On the other hand, when I photograph divers, I want to be able to light up their eyes, giving a hint of their personality, and solid black skirts on diving masks are a curse as far as I’m concerned.
Some underwater photographers swear that they can see better through their viewfinders if they wear a mask with a black skirt. For the sort of action photography I enjoy most under water, the peripheral vision afforded by a clear skirt gives me a hint of what’s going on outside my zone of sharp vision. I want to know where the other sharks are!
Sharp vision is another matter, as anyone over the age of 50 can confirm. I’ve found that I can work with a mask equipped with prescription lenses that work well for my near vision alone. After all, everything further than a couple of metres from me is going to be a bit unsharp anyway, thanks to the effect of turbidity in the water.
So I like to use a twin-lens mask equipped with three-dioptre lenses instead of plain glass.
I was sent a TUSA Freedom Ceos mask to try.
I don’t often try masks because they are rarely supplied to suit my eyesight, so I stick with those few that come with suitable lenses.
Despite the importer choosing to send me a mask that made me look like Tonto’s best mate, or Delboy and Rodney on their way to a fancy-dress party, I was knocked out that it asked me what strength lenses I needed – and by the fact that it could supply them from stock.

The Design
The mask arrived first, swiftly followed by the prescription lenses. Once I had worked out how to remove the retaining clip, the frame came out easily enough and the old lenses substituted with the three-dioptre ones. If you invest in such a mask, your dealer will perform this service for you.
I had been sent the more expensive Pro version with extra-clear glass lenses but, of course, by substituting the prescription lenses I reduced it to the standard specification.
The skirt of this mask is particularly soft and pliable. I believe it would suck onto almost any face if it can cope with all my whiskers and wrinkles. I admit to not liking looking through the tunnel vision afforded by a black skirt, but that’s just me. If I were to buy one it would have a clear silicone skirt.
The strap is easily adjusted by pinching a release top and bottom of the buckle. This is attached directly to the flexible skirt via a rotating mount, so that almost any strap position feels comfortable.
I dived in head-first off the swim platform of the liveaboard and the mask stayed in place.

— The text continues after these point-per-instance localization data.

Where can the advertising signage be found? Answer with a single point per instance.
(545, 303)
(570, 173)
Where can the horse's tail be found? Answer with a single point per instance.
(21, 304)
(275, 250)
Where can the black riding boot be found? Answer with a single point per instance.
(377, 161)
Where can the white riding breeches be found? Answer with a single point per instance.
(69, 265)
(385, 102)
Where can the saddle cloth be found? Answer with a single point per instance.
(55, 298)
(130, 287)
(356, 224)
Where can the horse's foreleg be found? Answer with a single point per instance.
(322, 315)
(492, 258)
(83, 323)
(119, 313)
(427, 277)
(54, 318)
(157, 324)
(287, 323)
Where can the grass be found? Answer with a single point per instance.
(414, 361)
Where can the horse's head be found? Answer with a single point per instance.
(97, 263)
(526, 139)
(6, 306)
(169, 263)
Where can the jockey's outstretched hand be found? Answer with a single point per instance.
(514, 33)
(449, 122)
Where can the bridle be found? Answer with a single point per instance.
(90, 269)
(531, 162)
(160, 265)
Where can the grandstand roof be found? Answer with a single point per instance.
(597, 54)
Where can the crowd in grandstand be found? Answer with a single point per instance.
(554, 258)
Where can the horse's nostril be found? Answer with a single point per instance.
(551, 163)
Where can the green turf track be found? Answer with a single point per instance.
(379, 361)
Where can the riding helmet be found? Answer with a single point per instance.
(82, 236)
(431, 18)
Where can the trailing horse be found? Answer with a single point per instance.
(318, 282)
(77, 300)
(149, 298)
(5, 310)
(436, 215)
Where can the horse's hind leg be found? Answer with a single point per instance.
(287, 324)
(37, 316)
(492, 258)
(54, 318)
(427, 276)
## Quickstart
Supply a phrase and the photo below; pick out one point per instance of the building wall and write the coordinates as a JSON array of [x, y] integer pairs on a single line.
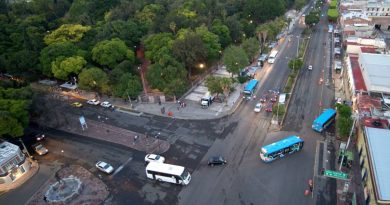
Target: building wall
[[365, 169]]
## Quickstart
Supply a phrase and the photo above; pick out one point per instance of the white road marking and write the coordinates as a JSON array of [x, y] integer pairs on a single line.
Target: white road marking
[[121, 167]]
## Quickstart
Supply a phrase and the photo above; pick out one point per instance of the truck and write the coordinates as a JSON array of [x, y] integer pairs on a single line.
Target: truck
[[272, 56], [206, 100]]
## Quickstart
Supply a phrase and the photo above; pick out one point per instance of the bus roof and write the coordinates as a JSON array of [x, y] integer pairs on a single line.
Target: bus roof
[[273, 54], [281, 144], [165, 168], [251, 84], [328, 113]]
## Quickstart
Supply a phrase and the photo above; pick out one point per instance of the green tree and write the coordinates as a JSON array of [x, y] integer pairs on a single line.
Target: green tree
[[312, 18], [295, 64], [344, 125], [14, 110], [213, 84], [94, 79], [235, 58], [210, 42], [158, 46], [190, 50], [168, 76], [250, 46], [67, 33], [63, 67], [333, 15], [262, 10], [111, 52], [128, 85], [222, 31], [53, 51]]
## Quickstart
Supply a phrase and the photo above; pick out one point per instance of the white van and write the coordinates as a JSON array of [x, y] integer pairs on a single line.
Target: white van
[[207, 99], [272, 56]]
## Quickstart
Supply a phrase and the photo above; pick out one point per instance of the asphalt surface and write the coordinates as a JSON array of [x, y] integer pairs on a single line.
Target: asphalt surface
[[246, 179], [309, 99], [238, 137]]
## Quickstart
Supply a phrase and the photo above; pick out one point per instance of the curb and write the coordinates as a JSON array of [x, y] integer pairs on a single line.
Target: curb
[[293, 87]]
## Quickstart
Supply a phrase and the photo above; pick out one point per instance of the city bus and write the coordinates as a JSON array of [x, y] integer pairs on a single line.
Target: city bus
[[250, 88], [168, 173], [272, 56], [324, 120], [281, 148]]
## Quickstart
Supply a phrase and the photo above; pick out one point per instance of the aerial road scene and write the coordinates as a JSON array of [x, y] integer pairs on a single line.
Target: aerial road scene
[[194, 102]]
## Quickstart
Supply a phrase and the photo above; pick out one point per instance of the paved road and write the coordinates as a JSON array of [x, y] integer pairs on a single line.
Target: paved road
[[246, 179], [308, 101]]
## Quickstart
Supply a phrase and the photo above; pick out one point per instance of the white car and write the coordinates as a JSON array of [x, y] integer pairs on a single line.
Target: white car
[[154, 158], [105, 104], [104, 167], [40, 149], [93, 102], [257, 107]]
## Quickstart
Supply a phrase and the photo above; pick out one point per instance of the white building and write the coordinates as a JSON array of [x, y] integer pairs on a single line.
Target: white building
[[13, 163], [376, 72]]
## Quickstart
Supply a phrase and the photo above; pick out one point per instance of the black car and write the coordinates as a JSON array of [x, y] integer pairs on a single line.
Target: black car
[[216, 160]]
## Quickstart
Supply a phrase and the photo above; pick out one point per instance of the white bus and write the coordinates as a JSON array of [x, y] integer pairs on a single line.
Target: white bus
[[168, 173], [272, 56]]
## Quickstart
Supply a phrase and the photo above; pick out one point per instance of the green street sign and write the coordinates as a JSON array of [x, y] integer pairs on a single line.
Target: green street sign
[[337, 175]]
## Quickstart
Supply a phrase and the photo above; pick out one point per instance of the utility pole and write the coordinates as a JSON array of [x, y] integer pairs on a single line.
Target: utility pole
[[20, 139], [349, 140]]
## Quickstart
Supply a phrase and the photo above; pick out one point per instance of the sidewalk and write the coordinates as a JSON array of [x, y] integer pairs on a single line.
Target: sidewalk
[[21, 180]]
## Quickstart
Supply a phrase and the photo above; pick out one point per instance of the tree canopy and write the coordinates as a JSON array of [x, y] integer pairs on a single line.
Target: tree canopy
[[111, 52]]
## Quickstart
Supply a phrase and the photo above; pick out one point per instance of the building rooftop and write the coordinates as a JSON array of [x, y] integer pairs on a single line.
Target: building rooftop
[[376, 71], [378, 142], [7, 150], [357, 74]]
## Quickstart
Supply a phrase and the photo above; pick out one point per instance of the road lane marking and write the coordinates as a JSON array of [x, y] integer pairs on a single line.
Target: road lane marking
[[121, 167]]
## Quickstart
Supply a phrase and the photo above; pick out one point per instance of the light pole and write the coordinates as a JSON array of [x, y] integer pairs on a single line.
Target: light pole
[[355, 118], [28, 153]]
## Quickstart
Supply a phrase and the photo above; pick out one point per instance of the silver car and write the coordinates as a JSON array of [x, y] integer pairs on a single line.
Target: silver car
[[40, 149], [104, 167]]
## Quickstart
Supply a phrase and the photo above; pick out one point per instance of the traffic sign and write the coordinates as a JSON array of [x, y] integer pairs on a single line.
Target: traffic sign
[[337, 175]]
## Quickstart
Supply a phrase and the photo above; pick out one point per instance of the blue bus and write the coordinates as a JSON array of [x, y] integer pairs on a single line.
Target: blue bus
[[281, 148], [250, 88], [324, 120]]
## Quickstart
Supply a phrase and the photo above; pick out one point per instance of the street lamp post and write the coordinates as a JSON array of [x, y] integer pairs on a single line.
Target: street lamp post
[[355, 118], [28, 153]]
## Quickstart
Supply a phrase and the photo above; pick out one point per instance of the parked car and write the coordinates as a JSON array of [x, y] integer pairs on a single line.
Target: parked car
[[40, 149], [274, 97], [264, 98], [104, 167], [269, 106], [93, 102], [40, 136], [154, 158], [216, 160], [77, 104], [105, 104], [257, 107]]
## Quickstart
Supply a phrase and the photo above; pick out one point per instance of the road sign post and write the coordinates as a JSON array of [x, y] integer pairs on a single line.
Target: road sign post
[[335, 174]]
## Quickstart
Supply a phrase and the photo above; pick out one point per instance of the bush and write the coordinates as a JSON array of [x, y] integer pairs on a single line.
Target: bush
[[281, 111], [289, 83], [242, 79]]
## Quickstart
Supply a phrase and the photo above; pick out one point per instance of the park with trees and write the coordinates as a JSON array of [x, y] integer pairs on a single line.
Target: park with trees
[[97, 42]]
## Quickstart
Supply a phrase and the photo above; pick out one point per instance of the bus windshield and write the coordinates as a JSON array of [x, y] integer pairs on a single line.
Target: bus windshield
[[185, 174], [281, 148]]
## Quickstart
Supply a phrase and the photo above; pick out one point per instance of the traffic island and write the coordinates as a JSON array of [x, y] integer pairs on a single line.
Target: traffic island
[[72, 185]]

Lots of masks are available with negative-strength lenses for those who are naturally short-sighted, but few with positive-rated dioptres for people with arms that are no longer long enough to read a newspaper.
Alas, it’s the latter type that older divers tend to need.
Whether you still have youth on your side and buy one of these Ceos masks with plain glass, or whether you require the additional expense of prescription lenses, you’ll be well satisfied.
Remember, there are two types of people over 50 – those who wear glasses and those who don’t read books!

Beuchat X-Compact 2, £32
Atomic Subframe, £80
Oceanic Ion, £43

PRICE £62 (£22 - £30 for additional corrective lenses). Pro version: £77
SKIRTS Clear or opaque black
OPTIONAL LENSES –8.0 to +4.5 dioptres in 0.5 increments and bi-focal.